Vogels, Havekost en Hagoort.

Kan de kunst beschouwt worden of zelfs beoordeeld vanuit een andere invalshoek dan de esthetische? Ja, en ontmoetingskunst noopt ons dat te doen, legt Erik Hagoort uit tijdens de presentatie van zijn publicatie Goede bedoelingen. Over het beoordelen van ontmoetingskunst. Essay 001 FvBKVB
In de ontmoetingskunst gaat het om een houding die ontwikkeld wordt. De kunstenaars die hij bezocht, hadden een houding ontwikkeld tot vorm. Het product is de presentatie en het vakmanschap hangt af van de ontwikkelde houding van de kunstenaar.
Erik schreef een pleidooi om deze kunst te benaderen vanuit de ethiek en zo een lans te breken voor het benaderen van alle kunst. Gaat het bij alle kunsten uiteindelijk niet om de houding van de kunstenaar en zijn of haar ontwikkeling daarin? En op de houding van de kunstcriticus en zijn of haar ontwikkeling? Erik gaf die avond een voorbeeld van zijn ontwikkelde houding als kunstcriticus. Het publiek bleef vragen naar zijn oordelen over goede en slechte (ontmoetings)kunst. Hij liet zich daar niet toe verleiden.
Ik dacht ondertussen aan het dagboek van Frida Vogels en haar boek de harde kern. Waarin ze in haar houding in de ontmoeting met anderen een consequent patroon probeert te ontwikkelen, waarbij ze telkens weer vervalt in haar menselijk tekort. Steeds verder pelt ze haar wereld, haar gedachten, gevoelens en reflexen af om dat tekort uiteindelijk te ontsluiten, zichtbaar voor iedereen.
Het gaat voor mijn gevoel tegen het tijdsgewricht in, waarin persona zich moeiteloos lijken te hebben ontwikkeld tot een persoon, die dwars door alle domeinen heen stand houdt. David Beckem als voetballer, als parfumlijn, als high society gast, als vader, als echtgenoot, minnaar of als ster. Hij lijkt overal moeiteloos zichzelf/hetzelfde te zijn.
Frida Vogels ken ik enkel uit haar woorden. Wie zij verder nog is - de alter ego van Voskuil wellicht? Ik heb geen idee en het doet er ook niet toe.
Frida lijkt het eiland der intuïtie in de hersenen te beschrijven.
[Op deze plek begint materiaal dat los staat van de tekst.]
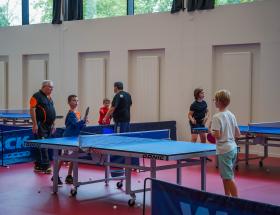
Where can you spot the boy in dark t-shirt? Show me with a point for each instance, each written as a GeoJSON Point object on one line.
{"type": "Point", "coordinates": [198, 115]}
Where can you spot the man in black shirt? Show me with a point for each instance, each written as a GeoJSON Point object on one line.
{"type": "Point", "coordinates": [43, 116]}
{"type": "Point", "coordinates": [198, 114]}
{"type": "Point", "coordinates": [120, 109]}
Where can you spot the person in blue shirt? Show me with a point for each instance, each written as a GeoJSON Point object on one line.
{"type": "Point", "coordinates": [73, 125]}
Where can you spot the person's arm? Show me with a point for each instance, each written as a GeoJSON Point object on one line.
{"type": "Point", "coordinates": [190, 116]}
{"type": "Point", "coordinates": [237, 132]}
{"type": "Point", "coordinates": [216, 134]}
{"type": "Point", "coordinates": [216, 128]}
{"type": "Point", "coordinates": [34, 120]}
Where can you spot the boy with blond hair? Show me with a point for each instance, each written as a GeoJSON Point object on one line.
{"type": "Point", "coordinates": [225, 129]}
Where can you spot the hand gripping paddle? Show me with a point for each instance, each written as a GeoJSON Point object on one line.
{"type": "Point", "coordinates": [86, 114]}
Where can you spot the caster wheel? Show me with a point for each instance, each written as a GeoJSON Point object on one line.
{"type": "Point", "coordinates": [131, 202]}
{"type": "Point", "coordinates": [119, 185]}
{"type": "Point", "coordinates": [73, 192]}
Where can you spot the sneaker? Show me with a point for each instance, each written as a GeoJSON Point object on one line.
{"type": "Point", "coordinates": [59, 182]}
{"type": "Point", "coordinates": [69, 179]}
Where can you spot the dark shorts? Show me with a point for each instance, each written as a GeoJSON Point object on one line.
{"type": "Point", "coordinates": [198, 125]}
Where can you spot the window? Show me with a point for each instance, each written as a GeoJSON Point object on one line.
{"type": "Point", "coordinates": [223, 2]}
{"type": "Point", "coordinates": [40, 11]}
{"type": "Point", "coordinates": [151, 6]}
{"type": "Point", "coordinates": [10, 12]}
{"type": "Point", "coordinates": [104, 8]}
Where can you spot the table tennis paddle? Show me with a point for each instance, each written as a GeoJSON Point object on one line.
{"type": "Point", "coordinates": [211, 138]}
{"type": "Point", "coordinates": [86, 114]}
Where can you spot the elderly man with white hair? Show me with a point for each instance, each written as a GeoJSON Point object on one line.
{"type": "Point", "coordinates": [43, 116]}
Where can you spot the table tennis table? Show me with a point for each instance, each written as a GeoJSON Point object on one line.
{"type": "Point", "coordinates": [17, 117]}
{"type": "Point", "coordinates": [266, 134]}
{"type": "Point", "coordinates": [152, 145]}
{"type": "Point", "coordinates": [255, 134]}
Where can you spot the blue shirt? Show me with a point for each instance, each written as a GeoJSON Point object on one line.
{"type": "Point", "coordinates": [73, 125]}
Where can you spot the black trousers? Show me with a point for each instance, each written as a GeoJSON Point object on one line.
{"type": "Point", "coordinates": [42, 160]}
Waarin patronen worden herkend voor wij het 'weten.' Dat eilandje wat ons noopt tot handelen. Die intuïtieve patronen zijn door trial and error ingesleten als een rivier in een landschap. Ze helpen overleven. Maar soms is de intuïtie niet meer aangepast aan de huidige omstandigheden. De intuitie moet worden vernieuwd. De rivier verlegd. Frida heeft het geprobeerd. Is het haar gelukt? Haar beschrijving getuigt van devote trouw aan haar blinde vlek.
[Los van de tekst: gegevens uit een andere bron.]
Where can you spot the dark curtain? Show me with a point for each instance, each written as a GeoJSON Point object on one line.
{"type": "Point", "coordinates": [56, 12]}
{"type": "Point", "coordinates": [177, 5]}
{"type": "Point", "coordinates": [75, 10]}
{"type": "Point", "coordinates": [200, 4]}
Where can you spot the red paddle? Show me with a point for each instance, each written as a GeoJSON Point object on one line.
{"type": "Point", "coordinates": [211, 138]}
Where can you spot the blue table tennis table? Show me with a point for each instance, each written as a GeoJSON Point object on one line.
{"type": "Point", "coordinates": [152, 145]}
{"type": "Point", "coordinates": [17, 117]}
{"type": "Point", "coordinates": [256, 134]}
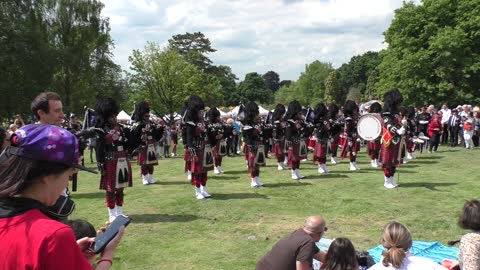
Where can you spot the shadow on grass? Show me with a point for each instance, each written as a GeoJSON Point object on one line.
{"type": "Point", "coordinates": [171, 183]}
{"type": "Point", "coordinates": [237, 196]}
{"type": "Point", "coordinates": [91, 195]}
{"type": "Point", "coordinates": [430, 156]}
{"type": "Point", "coordinates": [327, 176]}
{"type": "Point", "coordinates": [223, 177]}
{"type": "Point", "coordinates": [289, 184]}
{"type": "Point", "coordinates": [431, 186]}
{"type": "Point", "coordinates": [425, 161]}
{"type": "Point", "coordinates": [156, 218]}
Hoe anders is het tijdsgewricht waar voor tekortkoming geen geduld meer is. Verbeter je jezelf of weet je gebreken te verbergen Cosmetische ingrepen. Zelfhulp boeken om je ideale zelf te worden. Gezien vanuit het esthetische, niet vanuit de ethiek.
De perfectie lijkt weer helemaal bon ton te zijn. In het stedelijk bij de tentoonstelling van Rineke Dijkstra bekroop mij een benauwd gevoel. Niet enkel door wat het werk toonde, maar ook doordat er niets verkeerd was. Al het werk was helemaal goed.( Albert zei me dat er willekeurig ont - en gespiegeld glas voorzat. Toch nog een klein schoonheidsfoutje welke aan mij is voorbij gegaan.). Bij het werk van Job Koelewijn voel ik het ook. Het is altijd helemaal goed. Het concept, de uitwerking, de presentatie.
De verheerlijking van schoonheid in perfectie vind ik terug in het werk van de Duitse schilder
Eberhard Havekost Harmony 2. Schilderijen 1997 - 2005 10.03.06 - 28.05.06 SMCS
Die idealen en verlangens naar onbereikbare vermogens in modellen perfect schildert. Zijn schilderijen hangen thematisch in kleine ruimtes. Het is bijna casual perfection. Vanuit allerlei gezichtspunten wordt het onderwerp benaderd. Terloops, uiteengetrokken en vanuit verschillende perspectieven. Zijn schilderopleiding in Dresden, het voormalige Oostblok, levert technische geweldige kwaliteit op. Perfect vakmanschap.
Ik word er heel vrolijk van.De autowrakken, de kogelgaten alles wordt weggepoetst in een esthetische gebaar. Een grote glimlach siert mijn mond toen ik de trap afliep. De perfectie geschilderd als ideale voorstelling.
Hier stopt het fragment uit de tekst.